Parallel universe or Moebius strip
Now here’s a thought: what if the contest to be the president of a large neighbouring nation was decided with a singing contest? We could spend the next few weeks (months?) watching all of the qualifying candidates performing songs chosen from a random hit parade list. All the necessary rights would be paid to the copyright holders, of course, and we could travel around the continent with our posse. I think I’ll call my program Idol Politician. It works on several different levels, and the advertising derivatives would be enormous.
As another season of respective showdowns gets past the audition level and gears up for some serious debating, the musical political scientist that lives within is pumped. No more reruns of CSI or ISC or SCI or whatever the latest variation is called. Instead, we’re into some mudslinging and peacock behaviour and all the other irrelevancies that keep me entertained through long icy winters. The primaries are as unique as the states that host them, just like the audition cities for Idol.
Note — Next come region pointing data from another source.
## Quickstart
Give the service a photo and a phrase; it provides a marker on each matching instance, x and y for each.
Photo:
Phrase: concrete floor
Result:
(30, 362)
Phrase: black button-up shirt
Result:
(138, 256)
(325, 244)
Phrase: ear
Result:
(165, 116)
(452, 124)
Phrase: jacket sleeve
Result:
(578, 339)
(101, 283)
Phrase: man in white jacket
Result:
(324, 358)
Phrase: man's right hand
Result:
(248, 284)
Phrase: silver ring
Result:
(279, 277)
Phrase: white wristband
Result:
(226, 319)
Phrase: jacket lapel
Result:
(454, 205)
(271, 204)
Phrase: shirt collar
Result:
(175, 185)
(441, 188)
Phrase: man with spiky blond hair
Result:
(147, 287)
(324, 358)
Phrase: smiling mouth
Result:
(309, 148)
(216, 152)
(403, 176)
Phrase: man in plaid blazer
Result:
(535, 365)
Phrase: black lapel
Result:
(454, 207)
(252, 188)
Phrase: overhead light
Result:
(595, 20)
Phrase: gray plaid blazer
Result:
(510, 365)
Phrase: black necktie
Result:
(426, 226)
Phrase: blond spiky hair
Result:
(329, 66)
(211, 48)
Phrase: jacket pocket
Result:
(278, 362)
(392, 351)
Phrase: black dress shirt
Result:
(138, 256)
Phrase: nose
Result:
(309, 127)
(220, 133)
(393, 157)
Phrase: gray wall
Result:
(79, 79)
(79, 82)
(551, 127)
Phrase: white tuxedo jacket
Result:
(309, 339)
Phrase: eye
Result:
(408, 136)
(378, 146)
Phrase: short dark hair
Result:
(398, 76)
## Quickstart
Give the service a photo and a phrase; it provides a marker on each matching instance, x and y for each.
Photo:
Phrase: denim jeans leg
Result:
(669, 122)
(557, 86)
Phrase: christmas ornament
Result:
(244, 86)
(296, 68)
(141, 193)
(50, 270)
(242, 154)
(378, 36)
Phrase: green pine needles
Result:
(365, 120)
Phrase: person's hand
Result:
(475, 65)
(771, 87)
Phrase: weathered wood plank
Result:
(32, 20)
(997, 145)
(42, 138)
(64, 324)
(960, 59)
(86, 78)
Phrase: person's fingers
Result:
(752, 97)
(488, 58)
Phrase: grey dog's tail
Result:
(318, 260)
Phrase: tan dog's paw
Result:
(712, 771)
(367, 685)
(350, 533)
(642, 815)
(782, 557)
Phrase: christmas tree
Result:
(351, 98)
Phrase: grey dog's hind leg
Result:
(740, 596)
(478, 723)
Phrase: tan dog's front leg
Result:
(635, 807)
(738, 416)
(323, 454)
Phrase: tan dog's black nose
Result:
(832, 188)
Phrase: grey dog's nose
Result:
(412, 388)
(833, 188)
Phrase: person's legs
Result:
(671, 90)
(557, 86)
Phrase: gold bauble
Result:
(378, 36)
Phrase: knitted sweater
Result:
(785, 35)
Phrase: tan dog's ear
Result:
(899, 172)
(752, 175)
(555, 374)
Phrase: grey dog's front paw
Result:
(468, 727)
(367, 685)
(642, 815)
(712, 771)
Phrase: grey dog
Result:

The Canadian Idol program has never “done it” for me, although Eva has a great style. The Canadian Political scene suffers from similar weaknesses. Dion versus Harper in a great debate; yawn. Give me a system where a former city mayor who watched his landmarks disappear on a warm summer day now has dropped out of the great race, without once singing for his supper. Or a system where a candidate can come back, year after year, to be abused by the judges. Or where candidates can perform, time after time for the public. Parallel universes. The primaries are as unique as the states that host them, just like the audition cities for Idol.
Parallel universes. No. Rather, a continuum that is probably a Moebius strip except that I can’t look in both directions at the same time. And to think that we have months to go before we know the winners. An amazing world we live in!